Com isso, ele ficou satisfeito. Garantiu uma semana para pôr em
marcha o plano ao qual estava a dar os últimos retoques.
Os dias passaram lentamente. Morgan dedicava-se a vigiar no bar
enquanto Lily e May cantavam e depois acompanhava-as aos quartos do
hotel.
Lily rebelava-se quando sentia que ele se comportava demasiado
possessivamente, quando os seus longos dedos puxavam o decote do
seu vestido para cima para que mostrasse menos as suas curvas no bar.

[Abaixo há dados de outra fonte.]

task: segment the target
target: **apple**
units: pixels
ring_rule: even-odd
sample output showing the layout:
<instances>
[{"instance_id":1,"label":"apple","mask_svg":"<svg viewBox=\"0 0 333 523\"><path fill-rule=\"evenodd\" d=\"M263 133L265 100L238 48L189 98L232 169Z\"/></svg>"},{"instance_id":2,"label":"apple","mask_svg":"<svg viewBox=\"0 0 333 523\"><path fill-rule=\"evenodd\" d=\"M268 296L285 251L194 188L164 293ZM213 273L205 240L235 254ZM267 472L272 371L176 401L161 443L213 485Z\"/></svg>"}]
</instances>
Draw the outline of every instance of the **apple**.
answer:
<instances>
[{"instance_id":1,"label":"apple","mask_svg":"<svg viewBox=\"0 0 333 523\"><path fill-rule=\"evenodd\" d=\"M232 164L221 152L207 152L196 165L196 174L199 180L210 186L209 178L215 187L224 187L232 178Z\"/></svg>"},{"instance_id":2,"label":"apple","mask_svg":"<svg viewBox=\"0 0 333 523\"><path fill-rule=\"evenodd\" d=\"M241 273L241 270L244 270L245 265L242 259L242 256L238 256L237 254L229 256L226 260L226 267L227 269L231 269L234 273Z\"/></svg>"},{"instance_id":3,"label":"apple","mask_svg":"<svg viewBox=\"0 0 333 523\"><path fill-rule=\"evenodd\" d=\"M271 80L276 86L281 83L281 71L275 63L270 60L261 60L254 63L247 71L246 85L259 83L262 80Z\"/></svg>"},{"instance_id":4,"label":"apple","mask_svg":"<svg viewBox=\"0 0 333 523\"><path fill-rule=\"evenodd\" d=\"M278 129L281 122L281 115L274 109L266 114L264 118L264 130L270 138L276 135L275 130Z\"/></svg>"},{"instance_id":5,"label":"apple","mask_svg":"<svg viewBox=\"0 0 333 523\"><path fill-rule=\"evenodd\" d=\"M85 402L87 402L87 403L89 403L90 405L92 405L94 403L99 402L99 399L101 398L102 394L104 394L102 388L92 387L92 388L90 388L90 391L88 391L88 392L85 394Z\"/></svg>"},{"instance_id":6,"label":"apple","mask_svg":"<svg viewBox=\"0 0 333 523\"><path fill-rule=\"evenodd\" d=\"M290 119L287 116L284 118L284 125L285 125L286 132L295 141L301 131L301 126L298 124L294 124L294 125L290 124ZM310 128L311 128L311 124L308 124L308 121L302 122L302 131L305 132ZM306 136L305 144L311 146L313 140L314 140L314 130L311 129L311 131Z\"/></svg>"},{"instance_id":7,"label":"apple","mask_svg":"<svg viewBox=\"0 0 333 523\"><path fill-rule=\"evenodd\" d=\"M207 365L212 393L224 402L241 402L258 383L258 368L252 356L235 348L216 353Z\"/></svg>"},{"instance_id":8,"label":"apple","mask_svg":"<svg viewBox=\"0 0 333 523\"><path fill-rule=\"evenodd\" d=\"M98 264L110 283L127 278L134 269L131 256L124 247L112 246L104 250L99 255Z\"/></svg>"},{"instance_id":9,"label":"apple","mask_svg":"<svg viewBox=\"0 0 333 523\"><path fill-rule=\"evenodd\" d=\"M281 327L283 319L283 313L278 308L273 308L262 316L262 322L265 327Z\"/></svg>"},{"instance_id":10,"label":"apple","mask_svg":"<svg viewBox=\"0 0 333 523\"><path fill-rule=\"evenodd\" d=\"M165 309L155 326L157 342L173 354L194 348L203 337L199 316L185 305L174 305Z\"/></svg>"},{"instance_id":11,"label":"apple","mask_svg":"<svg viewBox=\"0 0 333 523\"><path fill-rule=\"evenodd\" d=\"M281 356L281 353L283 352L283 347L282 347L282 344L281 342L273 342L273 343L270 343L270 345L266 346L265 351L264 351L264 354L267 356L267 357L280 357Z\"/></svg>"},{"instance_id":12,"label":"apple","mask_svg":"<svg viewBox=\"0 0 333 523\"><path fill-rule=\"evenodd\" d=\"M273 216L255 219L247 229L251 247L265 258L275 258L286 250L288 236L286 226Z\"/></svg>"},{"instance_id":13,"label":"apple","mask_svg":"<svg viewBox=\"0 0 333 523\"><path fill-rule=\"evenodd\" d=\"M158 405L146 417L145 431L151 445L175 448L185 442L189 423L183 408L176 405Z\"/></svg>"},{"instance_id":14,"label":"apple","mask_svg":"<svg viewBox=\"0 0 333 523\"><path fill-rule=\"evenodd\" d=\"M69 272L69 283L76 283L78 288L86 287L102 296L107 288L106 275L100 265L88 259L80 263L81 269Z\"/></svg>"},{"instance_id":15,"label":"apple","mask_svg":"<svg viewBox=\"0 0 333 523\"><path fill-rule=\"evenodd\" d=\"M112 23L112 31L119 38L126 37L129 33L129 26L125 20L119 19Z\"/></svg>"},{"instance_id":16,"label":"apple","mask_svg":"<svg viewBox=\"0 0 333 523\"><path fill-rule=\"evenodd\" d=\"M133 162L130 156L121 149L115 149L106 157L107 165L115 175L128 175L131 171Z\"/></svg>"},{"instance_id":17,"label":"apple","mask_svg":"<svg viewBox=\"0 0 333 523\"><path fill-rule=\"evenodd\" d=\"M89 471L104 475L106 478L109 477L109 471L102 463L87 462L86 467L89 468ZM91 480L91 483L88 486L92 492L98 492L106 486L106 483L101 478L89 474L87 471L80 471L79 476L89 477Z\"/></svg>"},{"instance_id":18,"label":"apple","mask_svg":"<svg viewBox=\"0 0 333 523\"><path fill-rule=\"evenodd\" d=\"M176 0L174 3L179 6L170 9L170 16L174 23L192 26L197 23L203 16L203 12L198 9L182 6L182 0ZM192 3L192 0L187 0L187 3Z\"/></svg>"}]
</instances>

No entanto, quando chegavam ao quarto que tinham passado a
partilhar, massageava-lhe os pés, e ela só conseguia cantarolar de
prazer.
— Acho que estou a mimar-te demasiado replicou ele, na quinta
noite que passavam em Brightmoor. — Pergunto-me que outro homem
se sentaria calmamente enquanto a sua mulher se passeia num palco
perante tantos homens e depois passaria mais de uma hora todas as
noites a fazer com que se sinta confortável.
Ela bocejou e esticou-se, mostrando toda a beleza do seu corpo
sob a nova roupa interior que lhe tinha comprado. Parecia que os
cuidados que lhe dedicava tinham conseguido fazer com que se sentisse
mais segura do papel que representava na sua vida e tinha florescido
sob o seu cuidado.
Observou como encolhia os dedos dos pés e depois os esticava por
completo. Tinha a planta curva e o tornozelo muito fino.
— Tens uns pés muito bonitos — elogiou, a levantar o objeto do
comentário para o observar à luz da vela. O seu movimento também
expôs a perna sob a combinação e ele sorriu enquanto desfrutava da
visão daquelas curvas envoltas na musselina.
— Além disso, cheiras muito bem — continuou suavemente e
inclinou-se para lhe esfregar o pé com o nariz. Ela riu-se e quando olhou
para ela, riu-se ainda mais. — Penso que isto devia ser levado a sério —
acrescentou, ao fazer-lhe cócegas na planta do pé. Ela puxou a perna
para se libertar da tortura e sentou-se na cama.
— Talvez penses que vais conseguir alguma coisa, porém, não
será assim — retorquiu Lily, com os olhos semicerrados, como se
duvidasse das suas técnicas de sedução.
— Desculpa? — perguntou ele, com certa arrogância.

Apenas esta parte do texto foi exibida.